The Biden administration’s Israeli policy is an area of concern for the human rights community. If, just as the previous US administrations, the present administration tolerates, encourages or defends Israel’s human rights violations in the Palestinian territories, then its human rights commitment is politically coated. We saw this political bias when on Wednesday the State Department made its position clear with regard to ICC’s decision to open an investigation into alleged war crimes committed by Israel.
Secretary of State Blinken tweeted, “The United States firmly opposes an @IntlCrimCourt investigation into the Palestinian Situation. We will continue to uphold our strong commitment to Israel and its security, including by opposing actions that seek to target Israel unfairly.”
Commenting on the ICC’s Israeli move, the State Department revealed that it was still weighing whether to maintain the Trump administration’s sanctions against the ICC. These are not good signs.
It may appear as a human rights course correction when the Biden administration this week released a highly classified US intelligence report that implicated Saudi Arabia’s Crown Prince Muhammad bin Salman in the gruesome killing and disappearance of Jamal Khashoggi. The Saudi dissident and Washington Post columnist was killed when he came to obtain consular services at the Saudi consulate in Istanbul, Turkey in 2018.
The release of the report is indeed a welcome move, for it happened despite Saudi Arabia being a staunch US ally, despite the US facing the risk of losing Saudi contracts worth 450 billion dollars and despite the fears that US rivals Russia and China and even allies such as Britain and France could take advantage of the dispute and grab the contracts.

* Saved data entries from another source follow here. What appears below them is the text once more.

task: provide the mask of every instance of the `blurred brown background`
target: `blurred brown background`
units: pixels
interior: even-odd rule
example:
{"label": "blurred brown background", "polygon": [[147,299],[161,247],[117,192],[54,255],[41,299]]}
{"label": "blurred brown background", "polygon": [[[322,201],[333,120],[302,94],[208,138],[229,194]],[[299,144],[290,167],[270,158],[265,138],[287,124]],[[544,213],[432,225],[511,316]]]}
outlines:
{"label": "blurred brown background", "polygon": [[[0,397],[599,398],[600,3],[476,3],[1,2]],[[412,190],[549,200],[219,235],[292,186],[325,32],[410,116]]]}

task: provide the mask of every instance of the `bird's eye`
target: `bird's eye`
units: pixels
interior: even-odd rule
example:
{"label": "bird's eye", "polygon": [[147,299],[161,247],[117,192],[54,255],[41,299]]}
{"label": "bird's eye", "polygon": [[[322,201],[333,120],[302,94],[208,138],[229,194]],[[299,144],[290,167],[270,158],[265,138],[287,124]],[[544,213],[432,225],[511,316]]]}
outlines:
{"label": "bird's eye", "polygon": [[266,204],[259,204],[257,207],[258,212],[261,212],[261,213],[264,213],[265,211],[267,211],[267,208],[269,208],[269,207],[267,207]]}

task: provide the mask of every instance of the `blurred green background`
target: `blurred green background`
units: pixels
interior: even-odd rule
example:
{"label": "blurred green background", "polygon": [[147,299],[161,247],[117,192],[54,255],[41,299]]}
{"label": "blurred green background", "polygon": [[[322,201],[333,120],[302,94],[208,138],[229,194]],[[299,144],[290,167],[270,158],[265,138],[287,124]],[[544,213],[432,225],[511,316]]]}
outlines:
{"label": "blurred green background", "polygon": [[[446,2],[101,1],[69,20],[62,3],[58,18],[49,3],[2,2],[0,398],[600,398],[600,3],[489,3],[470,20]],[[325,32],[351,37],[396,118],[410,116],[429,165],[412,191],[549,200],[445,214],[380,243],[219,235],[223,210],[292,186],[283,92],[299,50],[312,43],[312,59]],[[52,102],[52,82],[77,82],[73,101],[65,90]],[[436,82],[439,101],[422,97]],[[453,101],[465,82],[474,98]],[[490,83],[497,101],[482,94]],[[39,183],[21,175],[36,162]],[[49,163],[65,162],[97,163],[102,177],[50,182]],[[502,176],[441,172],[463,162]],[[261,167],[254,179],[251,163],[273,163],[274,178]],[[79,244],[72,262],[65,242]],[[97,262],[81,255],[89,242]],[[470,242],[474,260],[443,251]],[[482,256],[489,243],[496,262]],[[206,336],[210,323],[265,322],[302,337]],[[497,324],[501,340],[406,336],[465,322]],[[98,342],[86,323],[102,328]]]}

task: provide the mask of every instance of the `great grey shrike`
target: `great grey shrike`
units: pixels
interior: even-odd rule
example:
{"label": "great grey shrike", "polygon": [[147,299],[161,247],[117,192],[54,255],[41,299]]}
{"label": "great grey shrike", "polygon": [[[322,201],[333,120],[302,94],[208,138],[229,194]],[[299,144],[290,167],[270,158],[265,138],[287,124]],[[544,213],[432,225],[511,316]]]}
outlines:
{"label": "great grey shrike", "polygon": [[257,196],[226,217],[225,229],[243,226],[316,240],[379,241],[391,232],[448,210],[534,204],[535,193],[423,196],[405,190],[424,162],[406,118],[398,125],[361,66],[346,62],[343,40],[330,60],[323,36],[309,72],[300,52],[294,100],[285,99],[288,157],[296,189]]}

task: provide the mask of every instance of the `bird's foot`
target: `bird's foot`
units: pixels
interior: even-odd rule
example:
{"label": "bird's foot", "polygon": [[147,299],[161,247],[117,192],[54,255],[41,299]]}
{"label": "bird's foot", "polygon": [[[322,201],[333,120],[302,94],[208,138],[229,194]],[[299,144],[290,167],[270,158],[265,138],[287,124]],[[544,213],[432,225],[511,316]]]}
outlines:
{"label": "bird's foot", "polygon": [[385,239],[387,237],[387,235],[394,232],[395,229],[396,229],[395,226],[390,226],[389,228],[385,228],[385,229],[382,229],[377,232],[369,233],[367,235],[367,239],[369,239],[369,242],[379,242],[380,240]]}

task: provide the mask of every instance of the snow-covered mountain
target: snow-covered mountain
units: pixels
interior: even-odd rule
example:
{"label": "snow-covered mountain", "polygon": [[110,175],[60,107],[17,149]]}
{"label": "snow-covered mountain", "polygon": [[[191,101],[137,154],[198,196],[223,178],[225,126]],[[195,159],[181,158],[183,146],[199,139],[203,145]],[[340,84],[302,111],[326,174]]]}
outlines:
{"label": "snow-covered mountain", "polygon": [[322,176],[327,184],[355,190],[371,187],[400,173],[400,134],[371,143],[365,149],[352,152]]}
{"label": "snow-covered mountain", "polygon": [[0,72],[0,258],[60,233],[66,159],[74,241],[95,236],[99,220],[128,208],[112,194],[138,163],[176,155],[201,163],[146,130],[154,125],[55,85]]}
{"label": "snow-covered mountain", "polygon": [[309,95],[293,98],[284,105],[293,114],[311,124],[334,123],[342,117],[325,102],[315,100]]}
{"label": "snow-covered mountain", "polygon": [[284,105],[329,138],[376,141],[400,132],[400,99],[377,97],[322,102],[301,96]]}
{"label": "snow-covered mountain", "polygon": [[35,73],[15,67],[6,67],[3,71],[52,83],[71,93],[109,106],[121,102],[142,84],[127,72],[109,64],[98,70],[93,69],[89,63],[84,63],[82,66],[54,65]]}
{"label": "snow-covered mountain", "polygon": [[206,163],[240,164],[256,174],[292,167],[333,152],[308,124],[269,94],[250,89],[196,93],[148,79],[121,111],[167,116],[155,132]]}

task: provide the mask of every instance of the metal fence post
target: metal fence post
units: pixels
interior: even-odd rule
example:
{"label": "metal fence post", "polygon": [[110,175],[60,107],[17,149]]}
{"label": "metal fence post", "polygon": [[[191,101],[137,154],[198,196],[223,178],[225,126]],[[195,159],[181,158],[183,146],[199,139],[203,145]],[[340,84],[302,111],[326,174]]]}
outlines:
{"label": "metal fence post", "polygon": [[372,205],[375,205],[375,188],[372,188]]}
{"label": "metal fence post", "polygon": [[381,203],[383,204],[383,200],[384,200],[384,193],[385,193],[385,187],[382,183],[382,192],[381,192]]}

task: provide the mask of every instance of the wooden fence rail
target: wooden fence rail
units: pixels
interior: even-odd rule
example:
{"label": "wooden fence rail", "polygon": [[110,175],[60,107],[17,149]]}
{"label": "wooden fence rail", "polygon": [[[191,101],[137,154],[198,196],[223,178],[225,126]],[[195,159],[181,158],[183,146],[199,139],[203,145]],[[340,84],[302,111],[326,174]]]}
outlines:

But only if the report’s release is followed up with punitive sanctions against those involved in the Khashoggi murder, can the human rights community conclude that the Biden administration is serious about its human rights commitments.
If a country approaches human rights issues on a selective basis, then its commitment to human rights is largely an image boosting exercise. Judging by the US foreign policy in the past one hundred years or so, the US is unlikely to sacrifice its national interest goals at the altar of human rights. President Franklin D. Roosevelt’s famous remark, apocryphal or otherwise, aptly describes the US human rights policy throughout the years irrespective of whether Democrats or Republicans were in control. When in 1939, Roosevelt was asked for a policy response to human rights violations being committed by Nicaragua’s ruthless dictator Anastasio Somoza, especially targeting the communists, the US president is said to have remarked, “Somoza may be a son of a bitch, but he’s our son of a bitch.”
Whether Roosevelt really made this statement or not, the undeniable truth is that US governments have been supporting big-time human rights violators across the world to protect and promote its national-interest-driven agendas aimed at establishing its military dominance of the world and enabling Corporate America to plunder the resources that belong to the people of other countries. Will Biden be different?